Die Angst davor, dass die Freiheit der Arbeitnehmer dem Unternehmen schaden könnte, wird durch etliche Studien widerlegt. Viel gefährlicher ist der praktizierte „Dienst nach Vorschrift“, der jedweden kreativen Prozess aufhält und das Unternehmen in den Ruin führen kann. Das Teilen der Arbeitszeit- und kraft auf unterschiedliche Arbeitgeber kommt also Beiden zugute – dem Unternehmen und dem Arbeitnehmer.

Dass die Sharing Economy längst kein Nischenthema mehr ist, zeigen weitere Entwicklungen wie zum Beispiel das Crowdsourcing, zu dem auch Crowdfunding und Coworking gehören.

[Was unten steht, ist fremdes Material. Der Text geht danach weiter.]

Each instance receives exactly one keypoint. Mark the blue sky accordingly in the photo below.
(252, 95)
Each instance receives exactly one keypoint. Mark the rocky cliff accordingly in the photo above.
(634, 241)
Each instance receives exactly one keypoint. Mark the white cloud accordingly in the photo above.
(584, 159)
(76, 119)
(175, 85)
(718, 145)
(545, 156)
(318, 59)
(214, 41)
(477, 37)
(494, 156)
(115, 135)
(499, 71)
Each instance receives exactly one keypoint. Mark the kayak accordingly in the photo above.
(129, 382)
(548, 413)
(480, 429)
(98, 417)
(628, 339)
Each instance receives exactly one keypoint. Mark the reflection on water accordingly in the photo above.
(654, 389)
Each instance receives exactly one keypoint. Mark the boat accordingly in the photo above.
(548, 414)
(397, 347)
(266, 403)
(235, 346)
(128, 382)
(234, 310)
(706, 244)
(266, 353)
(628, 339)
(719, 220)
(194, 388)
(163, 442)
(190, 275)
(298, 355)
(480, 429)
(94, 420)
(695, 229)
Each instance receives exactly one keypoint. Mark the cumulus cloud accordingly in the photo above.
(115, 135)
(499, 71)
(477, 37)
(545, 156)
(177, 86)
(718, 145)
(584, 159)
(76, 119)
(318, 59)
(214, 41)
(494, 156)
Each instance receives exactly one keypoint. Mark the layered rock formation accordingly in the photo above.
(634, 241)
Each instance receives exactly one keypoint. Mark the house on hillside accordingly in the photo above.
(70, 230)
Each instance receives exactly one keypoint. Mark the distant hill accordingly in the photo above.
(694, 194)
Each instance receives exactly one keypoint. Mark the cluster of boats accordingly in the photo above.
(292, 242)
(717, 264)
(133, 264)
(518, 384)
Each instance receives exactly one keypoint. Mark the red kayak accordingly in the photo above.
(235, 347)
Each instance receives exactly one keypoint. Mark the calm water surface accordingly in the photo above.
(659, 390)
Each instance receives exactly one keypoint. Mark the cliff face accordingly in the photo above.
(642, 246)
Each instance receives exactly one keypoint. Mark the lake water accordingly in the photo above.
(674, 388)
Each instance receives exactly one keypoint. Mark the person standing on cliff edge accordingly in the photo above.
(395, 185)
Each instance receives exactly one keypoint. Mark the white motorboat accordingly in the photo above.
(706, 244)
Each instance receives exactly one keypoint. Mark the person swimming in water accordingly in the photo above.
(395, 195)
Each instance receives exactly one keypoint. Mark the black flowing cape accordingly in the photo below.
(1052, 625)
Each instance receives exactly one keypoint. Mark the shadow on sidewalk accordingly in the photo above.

Der postmaterialistische Trend ein Projekt gemeinsam zu bearbeiten und so ein schnelleres und besseres Ergebnis zu erzielen, wird insbesondere bei den jüngeren Zielgruppen mittlerweile als Selbstverständlichkeit betrachtet. Die Zeiten, in denen jede Handlung und jeder Gegenstand mit einem Copyright versehen werden musste, um so seinen eigenen Wert zu definieren, gehören der Vergangenheit hat. Eine Generation, die mit Crowdsourcing Plattformen wie Wikipedia oder OpenStreetMap aufgewachsen ist und von diesen täglich profitiert, hat verstanden, dass gemeinschaftliches Arbeiten, ohne Ego-Stempel am Ende jedem nutzt.

Natürlich ist das Teilen an sich kein neuer Zug des Menschen. Die technischen Fortschritte haben lediglich das Potential verstärkt. Wenn früher ein ganzes Dorf gemeinsam an einem „Non-Profit-Projekt“ arbeitete, dann ist heute die gesamte Netzgemeinschaft daran beteiligt. Diese Tatsache wird besonders durch das Crowdfunding sichtbar. Auf Plattformen wie Startnext oder Pling können größere und kleinere Projekte von einer Gemeinschaft teil oder gänzlich finanziert werden. Ein riesiger Gewinn, nicht nur für den Projektinhaber. Schließlich entstehen dank der finanziellen Mittel wieder neue Arbeitsplätze. Der so genannte „KoKonsum“ verabschiedet sich von alten Werten, die altbacken und überholt sind. In den Fokus rücken dafür Dinge wie Gemeinschaft, Nachhaltigkeit und Kreativität

Zukunft mit Ausblick

Ich arbeite mittlerweile für ein zukunftsweisendes Unternehmen in Teilzeit. Diese Form der Tätigkeit hilft mir dabei, meine Erkenntnisse und Erfahrungen aus allen anderen Bereichen meines Schaffens direkt in meine Arbeit einfließen zu lassen. Der Schreibtisch, der zwei Tage in der Woche frei bleibt, wird von einer Freelancerin benutzt, die sich um den Social-Media-Bereich kümmert.

Ich bin nicht mehr der Besitz einer Firma und dieses Gefühl gibt mir möglicherweise den Freiraum auch selbst nicht mehr besitzen zu müssen. Schließlich muss ich mich nicht mehr „Freikaufen“.

Vielleicht ist diese stattfindende Gegenreaktion auf den Turbokapitalismus wirklich der Beginn einer neuen Zeit, in der das „egomane Besitzen“ dem „gemeinschaftlichen Teilen“ weichen muss.